Jared Diamond and Jason Ānanda Josephson Storm at Australian Leadership Summit

As far as the Gaudino work was concerned, the only downside of the 2021-22 academic term was the resurgence of the Omicron variant at the tail end of 2021. A number of students had expressed an interest in doing various Gaudino travel Winter Studies, but the renewed pandemic conditions meant that the college reversed its study abroad recommendations and enforced other safety precautions. Although this decision totally made sense in context, it meant that these students were unable to pursue their projects.

This year we’ve extended the utopia course initiative to a couple of faculty members who had wanted to teach utopian course in 2021-22 but had been unable to. But equally important, I’m finally able to teach a totally new, one-time course of my own, “Realizing Utopias” (Religion/ Science and Technology Studies 219), that aims to draw together the utopian thinking and function as a kind of capstone to this Gaudino initiative. Here is the course description:

Our world can be better. We are faced with unfolding global catastrophes, such as the pandemic, anthropogenic climate change, economic crises, racialized injustice, and political polarization, and many people seem to have lost their capacity to imagine better futures. Perhaps that is why we as a society have no problem picturing the end of the world–fictional dystopias and apocalypses are abundant while (e)utopias are scarce. This a problem because, as numerous political theorists have observed, it is hard to organize meaningful change around cynicism and nihilism. But our dystopian present makes it even more important to imagine and even realize utopias. This course will help us do so. Our core collective goal will be to explore pragmatic realizations of radical hope.

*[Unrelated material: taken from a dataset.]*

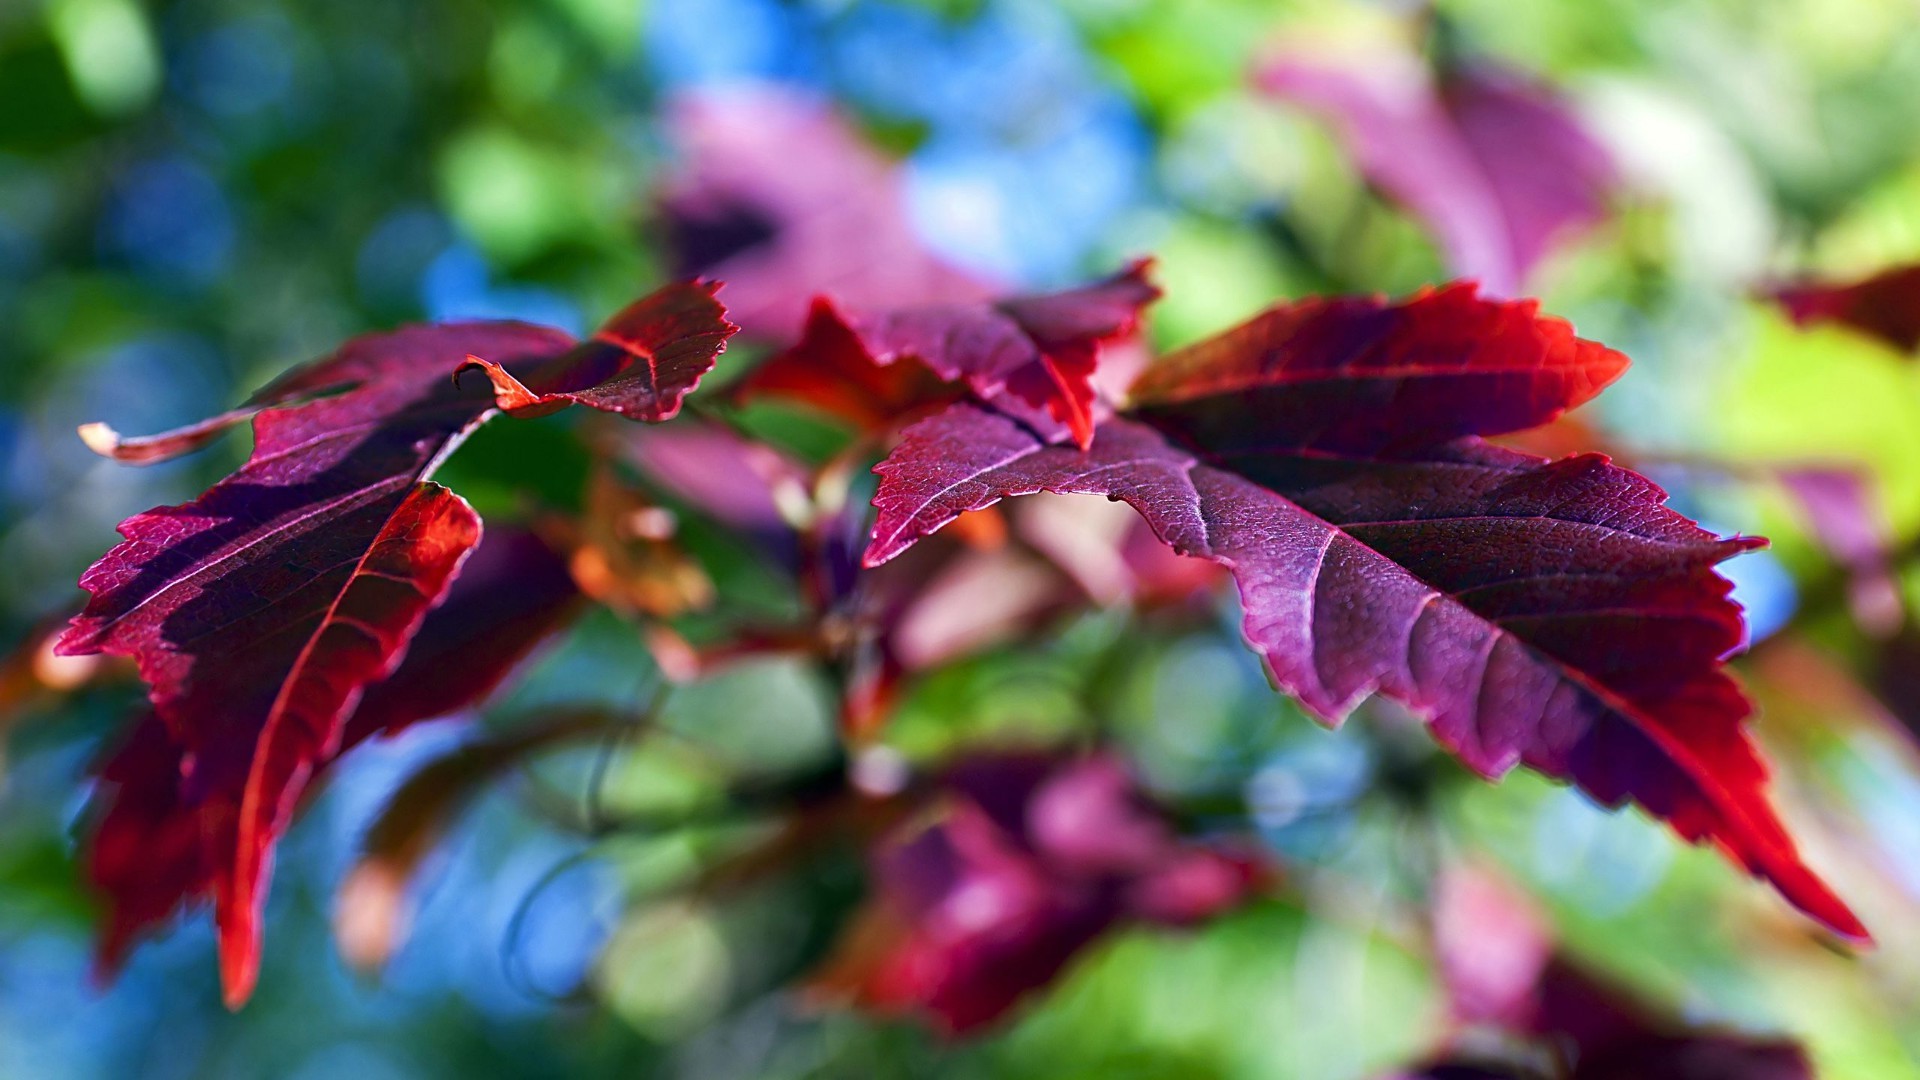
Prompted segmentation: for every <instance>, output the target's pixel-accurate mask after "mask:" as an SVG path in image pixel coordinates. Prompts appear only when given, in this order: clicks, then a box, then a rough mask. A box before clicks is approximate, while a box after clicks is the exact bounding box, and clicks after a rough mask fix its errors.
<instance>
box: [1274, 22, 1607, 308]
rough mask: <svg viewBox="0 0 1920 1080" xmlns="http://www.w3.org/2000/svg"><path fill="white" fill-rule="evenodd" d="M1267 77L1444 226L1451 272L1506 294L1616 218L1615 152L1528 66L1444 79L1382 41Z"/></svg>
mask: <svg viewBox="0 0 1920 1080" xmlns="http://www.w3.org/2000/svg"><path fill="white" fill-rule="evenodd" d="M1256 81H1258V83H1260V86H1261V88H1263V90H1267V92H1269V94H1273V96H1279V98H1284V100H1288V102H1294V104H1298V106H1302V108H1306V110H1311V111H1315V113H1319V115H1323V117H1325V119H1327V121H1329V123H1331V125H1332V127H1334V133H1336V135H1338V136H1340V142H1344V144H1346V150H1348V154H1352V156H1354V161H1356V165H1357V167H1359V171H1361V173H1363V175H1365V177H1367V181H1369V183H1373V184H1375V186H1377V188H1380V192H1384V194H1386V196H1388V198H1392V200H1394V202H1398V204H1402V206H1404V208H1407V209H1409V211H1411V213H1413V215H1415V217H1419V219H1421V221H1423V223H1425V225H1427V227H1428V229H1432V233H1434V236H1436V240H1438V242H1440V248H1442V252H1444V254H1446V259H1448V267H1450V269H1452V271H1453V273H1455V275H1461V277H1473V279H1478V281H1480V282H1482V284H1484V286H1486V288H1488V290H1492V292H1498V294H1501V296H1511V294H1515V292H1519V288H1521V284H1523V282H1524V281H1526V275H1528V271H1530V269H1532V267H1534V265H1536V263H1540V259H1542V258H1546V256H1548V254H1549V252H1551V248H1553V246H1555V244H1557V242H1561V240H1565V238H1567V236H1572V234H1576V233H1582V231H1584V229H1588V227H1592V225H1594V223H1597V221H1601V219H1603V217H1605V213H1607V190H1609V188H1613V186H1615V183H1617V177H1615V167H1613V161H1611V158H1609V154H1607V150H1605V148H1603V146H1601V144H1599V142H1596V140H1594V136H1590V135H1588V133H1586V129H1584V127H1582V125H1580V121H1578V119H1576V117H1574V115H1572V113H1571V111H1569V110H1567V106H1563V104H1561V102H1559V100H1557V98H1555V96H1553V94H1551V92H1549V90H1546V88H1544V86H1540V85H1536V83H1532V81H1530V79H1526V77H1524V75H1521V73H1515V71H1509V69H1503V67H1500V65H1494V63H1484V61H1475V63H1465V65H1455V67H1450V69H1446V71H1442V73H1440V75H1438V77H1436V75H1432V73H1428V71H1427V67H1425V65H1423V63H1421V61H1419V60H1417V58H1413V56H1411V54H1405V52H1398V50H1390V48H1384V46H1382V48H1375V50H1369V52H1359V54H1342V52H1340V50H1325V48H1313V50H1308V48H1298V46H1296V48H1286V50H1284V52H1283V54H1279V56H1275V58H1271V60H1269V61H1267V63H1265V65H1263V67H1261V69H1260V73H1258V75H1256Z"/></svg>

Complementing urgent efforts to resist or mitigate intense injustice in the present, we will aspire to articulate bold visions for emancipatory communities of the future. Rather than primarily focusing on the limitations of existing institutions, this seminar will treat these as problems to be solved rather than as reasons to accept the status quo, and we will embrace affirmative projects of designing the frameworks for better worlds. But we also don’t want to blind ourselves to the challenges of being visionary. In brief, we will engage in serious explorations of the underlying principles and rationales for various emancipatory political communities while also pragmatically assessing their potential difficulties. We will spend the first part of the course reading political theory (on issues such as resource allocation, collective decision making, and social justice) alongside various artistic and political manifestos. We will spend one week reading utopian novels (including as possibilities socialist, anarchist, techno-futurist, ecotopias, Afrofuturist, queer utopias, and many more).

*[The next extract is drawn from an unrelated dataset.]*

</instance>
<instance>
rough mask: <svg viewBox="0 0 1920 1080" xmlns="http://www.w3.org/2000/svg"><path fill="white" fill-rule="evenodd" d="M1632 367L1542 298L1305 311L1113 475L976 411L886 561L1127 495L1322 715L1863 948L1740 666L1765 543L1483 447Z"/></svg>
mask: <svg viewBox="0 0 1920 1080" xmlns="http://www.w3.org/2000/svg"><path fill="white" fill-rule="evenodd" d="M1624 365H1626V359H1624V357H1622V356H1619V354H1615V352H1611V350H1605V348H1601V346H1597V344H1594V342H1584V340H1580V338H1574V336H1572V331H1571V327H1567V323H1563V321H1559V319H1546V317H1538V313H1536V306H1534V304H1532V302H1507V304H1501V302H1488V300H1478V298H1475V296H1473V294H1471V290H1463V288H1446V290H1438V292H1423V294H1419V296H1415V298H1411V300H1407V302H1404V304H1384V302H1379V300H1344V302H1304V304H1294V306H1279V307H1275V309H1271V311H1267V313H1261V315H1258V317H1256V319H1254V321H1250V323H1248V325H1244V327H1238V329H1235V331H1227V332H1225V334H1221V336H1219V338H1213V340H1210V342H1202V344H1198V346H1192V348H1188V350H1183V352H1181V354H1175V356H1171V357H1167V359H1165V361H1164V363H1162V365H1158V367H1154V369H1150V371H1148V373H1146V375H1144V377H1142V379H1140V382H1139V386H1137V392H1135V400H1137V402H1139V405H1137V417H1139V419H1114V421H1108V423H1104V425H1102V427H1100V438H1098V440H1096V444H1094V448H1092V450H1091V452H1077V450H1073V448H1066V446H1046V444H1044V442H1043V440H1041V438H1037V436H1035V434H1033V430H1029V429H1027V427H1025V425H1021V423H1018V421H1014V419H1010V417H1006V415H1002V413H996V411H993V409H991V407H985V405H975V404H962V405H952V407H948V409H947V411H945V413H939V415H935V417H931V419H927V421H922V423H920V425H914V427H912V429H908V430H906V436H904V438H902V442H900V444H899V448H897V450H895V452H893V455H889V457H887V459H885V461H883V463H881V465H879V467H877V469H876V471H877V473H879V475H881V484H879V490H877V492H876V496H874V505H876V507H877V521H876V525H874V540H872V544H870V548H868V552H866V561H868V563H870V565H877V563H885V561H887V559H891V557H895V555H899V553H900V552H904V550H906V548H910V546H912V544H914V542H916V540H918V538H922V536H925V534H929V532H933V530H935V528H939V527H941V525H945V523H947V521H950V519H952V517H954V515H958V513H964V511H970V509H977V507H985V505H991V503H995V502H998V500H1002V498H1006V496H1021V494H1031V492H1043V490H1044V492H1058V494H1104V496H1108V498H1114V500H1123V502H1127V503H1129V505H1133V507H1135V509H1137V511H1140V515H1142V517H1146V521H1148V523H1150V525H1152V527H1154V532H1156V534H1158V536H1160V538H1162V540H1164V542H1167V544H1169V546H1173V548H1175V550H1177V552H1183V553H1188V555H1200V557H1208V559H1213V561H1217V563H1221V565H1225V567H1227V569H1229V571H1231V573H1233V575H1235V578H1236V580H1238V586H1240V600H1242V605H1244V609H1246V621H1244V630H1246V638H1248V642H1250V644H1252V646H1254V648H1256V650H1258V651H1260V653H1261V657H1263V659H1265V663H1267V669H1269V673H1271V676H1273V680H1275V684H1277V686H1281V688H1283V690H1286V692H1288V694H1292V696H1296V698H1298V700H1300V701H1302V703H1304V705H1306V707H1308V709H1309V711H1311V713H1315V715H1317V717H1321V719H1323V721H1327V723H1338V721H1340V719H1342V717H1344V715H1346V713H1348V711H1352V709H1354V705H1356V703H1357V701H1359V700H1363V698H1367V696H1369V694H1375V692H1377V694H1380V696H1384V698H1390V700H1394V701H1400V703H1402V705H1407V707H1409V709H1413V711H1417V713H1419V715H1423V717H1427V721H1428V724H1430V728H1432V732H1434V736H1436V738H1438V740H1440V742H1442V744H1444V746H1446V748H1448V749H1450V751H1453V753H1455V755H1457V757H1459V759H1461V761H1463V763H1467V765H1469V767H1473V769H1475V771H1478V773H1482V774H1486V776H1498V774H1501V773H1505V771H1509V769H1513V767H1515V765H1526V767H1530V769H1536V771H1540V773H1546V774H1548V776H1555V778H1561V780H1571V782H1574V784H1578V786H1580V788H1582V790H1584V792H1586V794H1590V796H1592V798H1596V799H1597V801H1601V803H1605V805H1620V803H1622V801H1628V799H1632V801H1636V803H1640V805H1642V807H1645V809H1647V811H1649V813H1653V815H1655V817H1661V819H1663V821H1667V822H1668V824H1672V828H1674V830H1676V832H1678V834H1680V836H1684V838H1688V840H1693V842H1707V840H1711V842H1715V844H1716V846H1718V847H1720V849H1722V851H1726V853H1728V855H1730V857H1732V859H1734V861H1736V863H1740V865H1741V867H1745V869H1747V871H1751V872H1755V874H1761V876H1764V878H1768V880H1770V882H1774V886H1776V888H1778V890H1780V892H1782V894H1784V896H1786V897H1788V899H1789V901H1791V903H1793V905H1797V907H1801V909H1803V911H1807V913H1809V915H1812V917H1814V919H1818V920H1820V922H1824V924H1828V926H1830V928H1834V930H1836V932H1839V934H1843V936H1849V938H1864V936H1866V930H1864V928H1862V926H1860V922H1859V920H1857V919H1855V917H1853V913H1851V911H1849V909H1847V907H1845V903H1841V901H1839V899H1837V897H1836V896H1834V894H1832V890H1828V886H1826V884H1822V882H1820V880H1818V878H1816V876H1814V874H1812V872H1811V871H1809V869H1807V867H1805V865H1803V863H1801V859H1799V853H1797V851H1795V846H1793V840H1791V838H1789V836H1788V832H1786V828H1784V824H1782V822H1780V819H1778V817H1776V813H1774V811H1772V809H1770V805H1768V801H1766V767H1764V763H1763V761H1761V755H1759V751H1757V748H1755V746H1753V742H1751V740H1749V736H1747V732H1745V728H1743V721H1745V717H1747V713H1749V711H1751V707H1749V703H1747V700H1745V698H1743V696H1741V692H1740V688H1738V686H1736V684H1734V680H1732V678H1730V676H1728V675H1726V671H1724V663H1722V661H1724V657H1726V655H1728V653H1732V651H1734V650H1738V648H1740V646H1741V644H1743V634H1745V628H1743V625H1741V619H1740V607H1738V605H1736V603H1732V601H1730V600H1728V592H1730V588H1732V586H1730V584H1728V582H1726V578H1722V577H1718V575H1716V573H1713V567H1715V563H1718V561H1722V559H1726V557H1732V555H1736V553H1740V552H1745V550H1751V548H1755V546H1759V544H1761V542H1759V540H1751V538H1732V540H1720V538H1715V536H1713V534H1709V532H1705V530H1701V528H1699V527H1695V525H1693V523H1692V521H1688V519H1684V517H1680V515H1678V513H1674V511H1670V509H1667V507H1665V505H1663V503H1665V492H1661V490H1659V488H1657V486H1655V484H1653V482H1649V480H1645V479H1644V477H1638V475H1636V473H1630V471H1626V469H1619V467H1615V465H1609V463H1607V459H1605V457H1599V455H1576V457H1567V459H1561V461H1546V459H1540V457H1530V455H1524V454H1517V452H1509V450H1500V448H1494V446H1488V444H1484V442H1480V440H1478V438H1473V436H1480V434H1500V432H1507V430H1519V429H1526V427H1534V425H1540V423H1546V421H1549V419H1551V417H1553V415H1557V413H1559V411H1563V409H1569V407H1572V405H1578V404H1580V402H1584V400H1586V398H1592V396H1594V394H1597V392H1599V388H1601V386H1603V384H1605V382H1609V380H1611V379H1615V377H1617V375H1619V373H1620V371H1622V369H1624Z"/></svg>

But the majority of the course will be project-based. Students will form small teams to engage in radical thought experiments and then construct and refine their ideas of better possible societies/political communities. These teams will produce 1) policy papers to address how their utopian societies would deal with real world issues, and 2) artifacts (such as art, manifestos, pamphlets, short stories, videos, or the like) that might appear in the futures they envision, exploring both their ideals and their limits. The semester will culminate in a public exhibition of these works.

I hope to be able to share some of these great student projects with you all soon. I look forward to concluding with a great year of utopia initiatives and I’m grateful to the Gaudino board for their support of this project.